Treated Sam the work-experiencer to a gallery day in London. First stop the Barbican for Watch Me Move covering the 150 year history of animation. The show “brings together for the first time, over one hundred films by contemporary artists, cut-out, collage, puppet, clay and stop-motion animators, auteur filmmakers and exponents of experimental film alongside the creative output of the commercial studios. “
The exhibition includes the big names – Disney, Hanna-Barbera, Ardman, Studio Ghibli and Pixar but also less predictable and experimental work.
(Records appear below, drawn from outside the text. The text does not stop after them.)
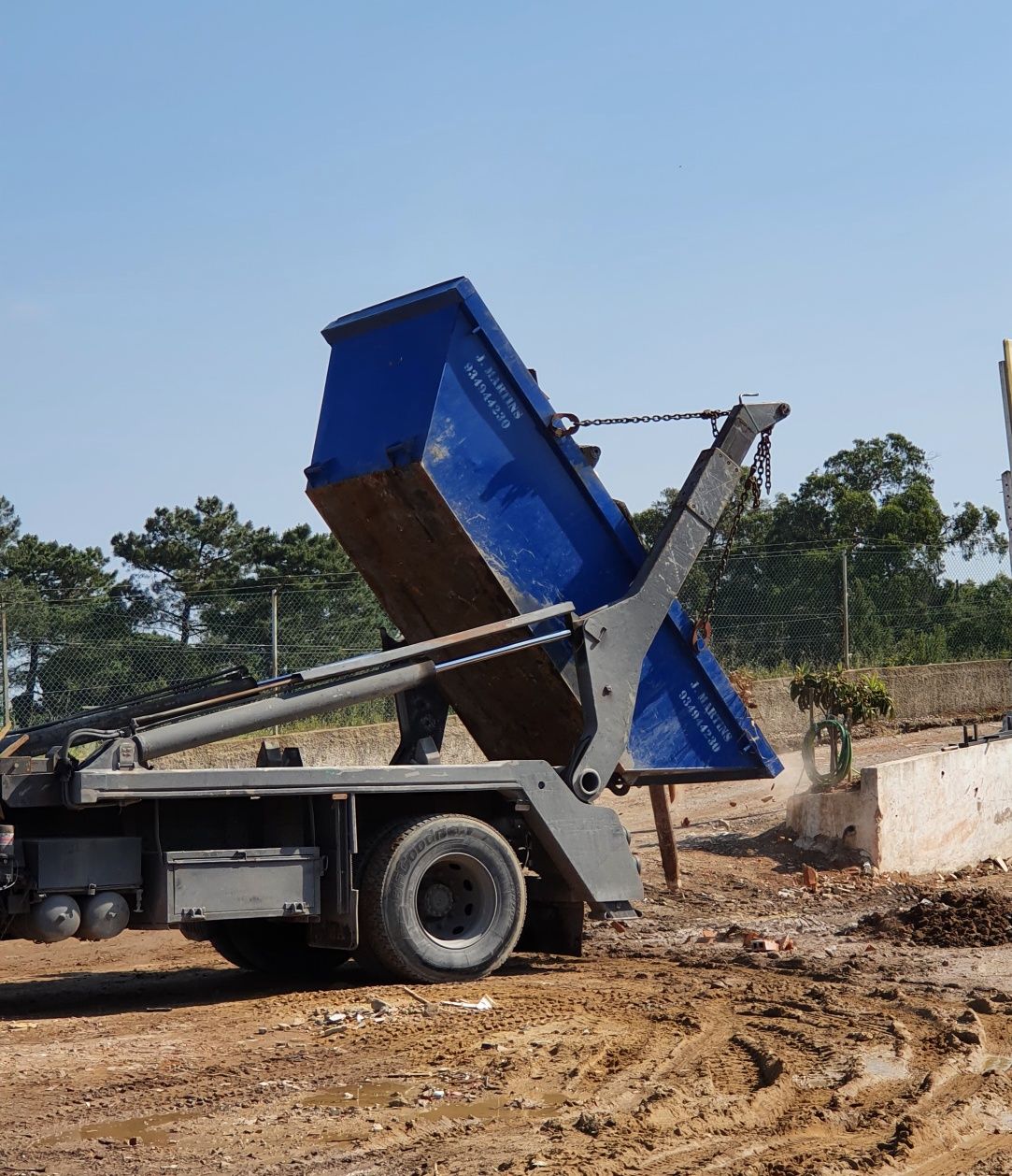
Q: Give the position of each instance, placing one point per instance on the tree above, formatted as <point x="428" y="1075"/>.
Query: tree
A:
<point x="50" y="591"/>
<point x="326" y="610"/>
<point x="779" y="600"/>
<point x="9" y="525"/>
<point x="183" y="552"/>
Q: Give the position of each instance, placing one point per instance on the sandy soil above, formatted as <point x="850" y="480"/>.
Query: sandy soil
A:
<point x="660" y="1052"/>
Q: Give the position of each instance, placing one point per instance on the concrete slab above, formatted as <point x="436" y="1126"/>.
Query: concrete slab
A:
<point x="929" y="812"/>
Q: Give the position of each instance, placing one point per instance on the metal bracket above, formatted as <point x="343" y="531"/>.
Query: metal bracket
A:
<point x="614" y="639"/>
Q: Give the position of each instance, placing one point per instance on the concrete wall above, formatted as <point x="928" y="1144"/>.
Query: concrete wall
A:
<point x="929" y="696"/>
<point x="930" y="812"/>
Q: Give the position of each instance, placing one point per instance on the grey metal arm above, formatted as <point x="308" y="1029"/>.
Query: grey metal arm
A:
<point x="616" y="638"/>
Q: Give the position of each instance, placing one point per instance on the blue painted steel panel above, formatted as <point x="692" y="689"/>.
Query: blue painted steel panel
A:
<point x="429" y="383"/>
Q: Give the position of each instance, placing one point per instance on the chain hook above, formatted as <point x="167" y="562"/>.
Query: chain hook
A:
<point x="564" y="431"/>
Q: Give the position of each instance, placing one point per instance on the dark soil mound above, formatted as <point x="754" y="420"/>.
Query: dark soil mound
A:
<point x="976" y="919"/>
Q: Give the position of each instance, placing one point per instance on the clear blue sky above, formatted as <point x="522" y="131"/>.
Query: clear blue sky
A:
<point x="662" y="204"/>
Once again the curation of the show is subtle and inventive – divided into digestible sections: 1.Apparitions; 2.Characters; 3.Superhumans; 4.Fables & Fragments; 5.Structures; 6.Visions. Large screen rooms show continuous loops of popular mainstream cartoons inc. The Jetsons opposite Akira. Another room is given over to a large screen of Jurassic Park’s T-Rex scene with supporting smaller monitors running Gertie The Dinosaur and similar early monster animations. A display of animation objects includes a skeleton warrior model by Ray Harryhausen from Jason & the Argonauts (below) and an allosaurus from One Million Years BC. Also cells from the 1954 British animated (CIA funded) version of Orwell’s Animal Farm. The maezzanine level houses more avant-garde offerings – some examples below.
Neighbours – Norman McLaren, 1952
Oscar winning stop-motion filming with live characters the influence of which can be seen in Talking Heads 1985 video for Road to Nowhere.
Tango – Zbigniew Rybczynski, 1980
A montage of individual figures builds to create a crowded room – as above the style appropriated by REM in their 2001 video for Imitation of Life.